Calls to save Princess Diana's old school building in Gaywood
- Published
Demolishing Princess Diana's childhood school would destroy a town's heritage, a conservation group has warned.
The Norfolk-born royal began her formal education at Silfield Day School, external in Gaywood, King's Lynn.
The building that once housed it could be bulldozed as part of plans for a new care home.
Developers Aspire LLP said it would help to ease a shortage of care home beds in the area, but there are calls for it to be listed.
King's Lynn Civic Society, external is attempting to persuade Historic England to change the building's status to protect it.
The group's chairman Alison Gifford said: "We are convinced of its importance as an example of an architectural style not represented elsewhere in the town in such an elegant form.
"When these lovely suburban villas are demolished for multiple units of inferior housing, part of our history is lost.
"The pleasant and well-designed becomes mundane. You see it everywhere. It's symbolic of modern life.
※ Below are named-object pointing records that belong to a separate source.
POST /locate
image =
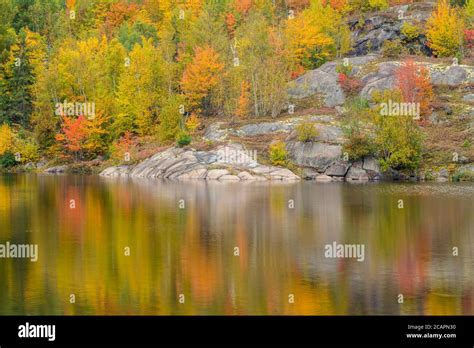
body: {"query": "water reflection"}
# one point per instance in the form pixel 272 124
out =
pixel 191 251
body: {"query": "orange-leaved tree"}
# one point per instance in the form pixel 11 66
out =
pixel 414 83
pixel 200 77
pixel 244 100
pixel 73 135
pixel 444 30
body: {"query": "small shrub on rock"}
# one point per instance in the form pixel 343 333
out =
pixel 278 154
pixel 392 48
pixel 306 131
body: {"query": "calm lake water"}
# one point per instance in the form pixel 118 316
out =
pixel 191 251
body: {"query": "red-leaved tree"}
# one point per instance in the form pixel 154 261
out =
pixel 414 83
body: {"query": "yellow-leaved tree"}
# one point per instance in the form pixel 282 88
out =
pixel 7 139
pixel 316 35
pixel 200 77
pixel 140 90
pixel 444 30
"We are all poorer for this downgrading of our buildings."
Diana, Princess of Wales, who was born on the Sandringham Estate, attended the privately run Silfield School in 1968 and stayed there for two years.
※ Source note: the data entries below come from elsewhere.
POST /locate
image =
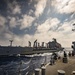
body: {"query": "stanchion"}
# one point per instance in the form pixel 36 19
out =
pixel 61 72
pixel 43 71
pixel 37 71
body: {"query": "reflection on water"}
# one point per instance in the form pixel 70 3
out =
pixel 23 65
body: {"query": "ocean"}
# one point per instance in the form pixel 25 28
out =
pixel 25 65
She later left the school in 1970 to study at Riddlesworth Hall Preparatory School in southwest Norfolk, which went on sale last year for £3m.
Silfield School remained in operation until 2004.
Aspire LLP has applied to West Norfolk Council to seek prior approval to demolish Silfield House.
It follows a bid to build six houses on the plot, which was approved in 2018.
But the company, a specialist care home developer, has different plans for the site and hopes to build a 70-bed care home.
According to the Local Democracy Reporting Service, a spokesman said: "There is currently a shortfall of care home bed spaces for the elderly across the borough.
"The site is in a highly sustainable location in close proximity to the Queen Elizabeth Hospital and provides an opportunity to meet a demonstrable need and deliver a much-needed community asset."
But Ms Gifford believes the decision to demolish the building should be viewed amid a wider neglect of historic buildings in King's Lynn, such as the Carnegie Library - built in 1905 - which is to be abandoned for a new modern library in the city, and the Old Post Office, which has been left to decay.
Silfield House was built in 1921 by members of the Jermyn family, who once ran the main high street department store in King's Lynn.
It was designed by architects John Laurie Carnell and William Dymoke White, who also designed the Majestic Cinema in the centre of the town.